Il est vrai qu'on voit plus d'Uro sur des ormes que sur des chênes en bonsaï. Mais cela peut venir du fait qu'il y a beaucoup plus d'ormes, toutes espèces confondues, que de chênes cultivés en bonsaï.

D'autres part je me méfie comme de la peste de ce qu'on voit majoritairement et qui serait simplement le fruit d'une mode ou d'une tradition ou des deux.

Enfin, comme exprimé plus haut, ce qui marche en haut de l'arbre ne marche pas forcément de la même manière en bas dans les racines.

à mon avis si tu veux partir sur un bourrelet bien actif et épais, il vaut mieux tabler sur une racine de 5cm de diamètre, donc un gros sujet.

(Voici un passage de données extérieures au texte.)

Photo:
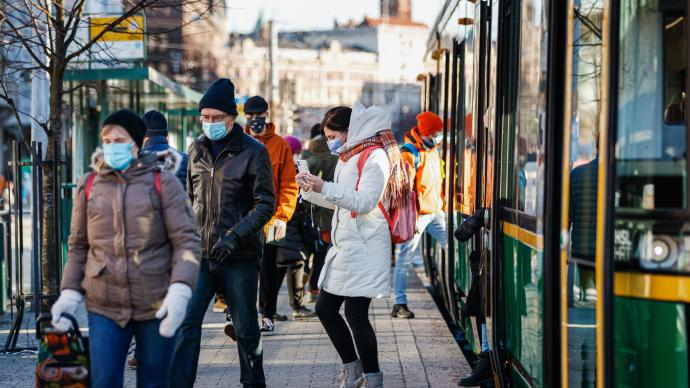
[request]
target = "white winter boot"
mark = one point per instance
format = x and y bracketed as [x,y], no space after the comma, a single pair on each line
[370,380]
[349,374]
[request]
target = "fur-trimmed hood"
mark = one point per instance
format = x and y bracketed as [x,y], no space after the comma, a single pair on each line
[169,160]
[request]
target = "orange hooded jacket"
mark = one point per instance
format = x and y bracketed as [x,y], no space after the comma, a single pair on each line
[427,178]
[284,183]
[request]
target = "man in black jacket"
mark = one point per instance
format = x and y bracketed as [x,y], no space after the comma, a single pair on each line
[230,184]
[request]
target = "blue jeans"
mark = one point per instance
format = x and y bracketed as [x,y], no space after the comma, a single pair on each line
[238,282]
[435,225]
[108,346]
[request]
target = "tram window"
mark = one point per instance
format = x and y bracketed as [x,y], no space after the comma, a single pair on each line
[650,144]
[531,108]
[582,213]
[675,67]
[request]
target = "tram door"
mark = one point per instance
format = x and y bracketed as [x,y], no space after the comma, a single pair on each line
[648,234]
[625,253]
[583,118]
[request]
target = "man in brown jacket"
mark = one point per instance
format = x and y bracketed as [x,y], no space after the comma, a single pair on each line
[133,255]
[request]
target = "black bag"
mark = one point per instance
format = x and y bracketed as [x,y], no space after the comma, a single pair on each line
[63,358]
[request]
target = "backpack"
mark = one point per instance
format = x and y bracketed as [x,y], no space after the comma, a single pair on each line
[402,221]
[411,148]
[92,178]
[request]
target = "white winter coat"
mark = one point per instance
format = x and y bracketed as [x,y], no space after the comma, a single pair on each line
[358,263]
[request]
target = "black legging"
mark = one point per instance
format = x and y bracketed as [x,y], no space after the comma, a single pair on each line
[357,315]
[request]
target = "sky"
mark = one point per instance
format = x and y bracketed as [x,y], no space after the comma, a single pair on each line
[316,14]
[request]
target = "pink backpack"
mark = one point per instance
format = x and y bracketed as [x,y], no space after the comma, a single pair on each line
[402,221]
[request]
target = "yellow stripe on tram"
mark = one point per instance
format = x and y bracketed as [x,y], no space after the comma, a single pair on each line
[523,235]
[668,288]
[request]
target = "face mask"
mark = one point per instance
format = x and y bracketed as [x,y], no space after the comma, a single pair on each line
[118,155]
[333,145]
[257,123]
[214,131]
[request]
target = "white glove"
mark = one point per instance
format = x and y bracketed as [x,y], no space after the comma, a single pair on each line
[68,302]
[173,309]
[280,228]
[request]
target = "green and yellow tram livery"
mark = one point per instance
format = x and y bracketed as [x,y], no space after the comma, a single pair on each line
[566,131]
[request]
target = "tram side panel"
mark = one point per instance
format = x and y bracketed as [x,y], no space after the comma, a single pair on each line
[520,198]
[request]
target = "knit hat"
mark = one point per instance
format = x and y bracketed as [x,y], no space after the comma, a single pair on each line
[156,124]
[295,144]
[220,95]
[131,122]
[255,104]
[428,123]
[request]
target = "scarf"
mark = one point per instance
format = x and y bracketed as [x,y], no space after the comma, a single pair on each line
[398,188]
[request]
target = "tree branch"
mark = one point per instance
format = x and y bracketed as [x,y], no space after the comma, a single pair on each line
[24,43]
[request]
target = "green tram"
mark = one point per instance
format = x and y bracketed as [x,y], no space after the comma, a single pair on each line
[566,121]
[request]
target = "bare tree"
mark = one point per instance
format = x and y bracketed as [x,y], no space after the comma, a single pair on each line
[48,35]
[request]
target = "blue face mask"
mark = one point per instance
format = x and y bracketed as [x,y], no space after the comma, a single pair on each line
[118,155]
[333,145]
[214,131]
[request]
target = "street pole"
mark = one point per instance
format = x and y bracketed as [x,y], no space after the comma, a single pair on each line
[273,70]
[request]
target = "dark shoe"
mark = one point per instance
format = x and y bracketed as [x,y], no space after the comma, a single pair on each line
[401,311]
[267,327]
[311,296]
[219,306]
[481,374]
[230,328]
[279,318]
[303,313]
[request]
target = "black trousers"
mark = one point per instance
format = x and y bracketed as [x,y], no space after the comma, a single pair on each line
[271,279]
[357,316]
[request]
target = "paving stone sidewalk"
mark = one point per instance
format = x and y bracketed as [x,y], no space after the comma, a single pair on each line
[420,352]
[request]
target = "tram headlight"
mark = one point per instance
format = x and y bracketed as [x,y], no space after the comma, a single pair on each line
[661,253]
[660,250]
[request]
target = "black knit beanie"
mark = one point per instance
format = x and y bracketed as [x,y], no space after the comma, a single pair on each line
[220,95]
[156,124]
[131,122]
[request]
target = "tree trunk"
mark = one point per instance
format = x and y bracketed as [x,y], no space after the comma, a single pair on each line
[50,241]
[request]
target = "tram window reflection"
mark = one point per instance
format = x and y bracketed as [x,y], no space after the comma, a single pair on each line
[675,67]
[583,192]
[650,143]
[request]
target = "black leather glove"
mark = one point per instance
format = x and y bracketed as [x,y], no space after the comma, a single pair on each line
[222,249]
[470,226]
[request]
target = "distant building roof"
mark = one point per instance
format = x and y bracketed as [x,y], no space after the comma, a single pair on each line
[395,21]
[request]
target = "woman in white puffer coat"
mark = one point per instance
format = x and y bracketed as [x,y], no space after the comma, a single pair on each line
[357,267]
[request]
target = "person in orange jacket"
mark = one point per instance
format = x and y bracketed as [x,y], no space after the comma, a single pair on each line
[286,189]
[424,169]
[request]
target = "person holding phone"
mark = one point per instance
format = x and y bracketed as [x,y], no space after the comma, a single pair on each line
[357,267]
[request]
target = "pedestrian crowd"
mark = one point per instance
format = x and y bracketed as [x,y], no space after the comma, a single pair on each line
[157,235]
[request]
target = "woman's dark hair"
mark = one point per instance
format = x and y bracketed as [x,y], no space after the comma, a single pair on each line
[337,119]
[315,131]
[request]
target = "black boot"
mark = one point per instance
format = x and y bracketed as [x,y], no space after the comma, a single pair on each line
[401,311]
[481,374]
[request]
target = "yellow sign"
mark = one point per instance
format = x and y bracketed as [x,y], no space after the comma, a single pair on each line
[130,29]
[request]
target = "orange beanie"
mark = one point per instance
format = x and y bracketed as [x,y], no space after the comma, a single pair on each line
[428,123]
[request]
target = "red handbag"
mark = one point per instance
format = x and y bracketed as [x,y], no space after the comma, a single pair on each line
[401,221]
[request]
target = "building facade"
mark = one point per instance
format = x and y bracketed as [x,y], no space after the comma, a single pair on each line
[376,61]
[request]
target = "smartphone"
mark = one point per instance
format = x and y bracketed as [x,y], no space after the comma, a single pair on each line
[302,166]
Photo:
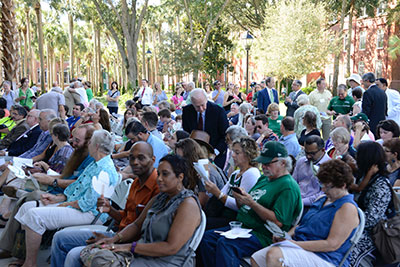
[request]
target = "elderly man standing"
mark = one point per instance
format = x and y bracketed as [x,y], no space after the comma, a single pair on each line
[291,100]
[393,97]
[77,206]
[340,104]
[374,103]
[52,100]
[206,116]
[275,197]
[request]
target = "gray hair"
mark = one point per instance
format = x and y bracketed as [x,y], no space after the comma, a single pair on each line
[50,114]
[342,87]
[245,108]
[340,134]
[370,77]
[195,93]
[288,163]
[191,85]
[164,103]
[298,82]
[303,100]
[104,140]
[235,132]
[7,82]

Pour que le bourrelet prenne de la patine, il faudra bien qu'à un moment tu le laisse tranquille sans le reprendre tous les ans donc avec une espèce qui cicatrise fort, tu vas vite avoir un bourrelet d'au moins 1 cm... sur une racine de 3cm, il ne resterait au mieux un petit trou qui amha ne donnera pas l'effet escompté.

 

Les cals que tu as sur les pivots que tu as coupé ne reflètent pas forcement le résultat que tu aura car si ils n'ont pas cicatrisé, c'est peut être simplement parce qu'il n'ont pas refait de racines, les racines tirant la sève élaborée se trouvant au dessus, cette sève n'a pas pu contribuer à la formation du cal sur son passage, et dans ce cas, l'arbre a surement réagit à la taille du pivot en compartimentant ses tissus en dessous de la dernière racine.

D'ailleurs l'opération est quand même risquée, car si jamais l'arbre ne veut pas refaire de racine (au moins en bas de la cicatrice) tu auras bien endommagé le nebari de l'arbre pour rien. Peut être que c'est la raison pour laquelle on ne voit pas trop ce genre de détail esthétique sur les bonsaïs.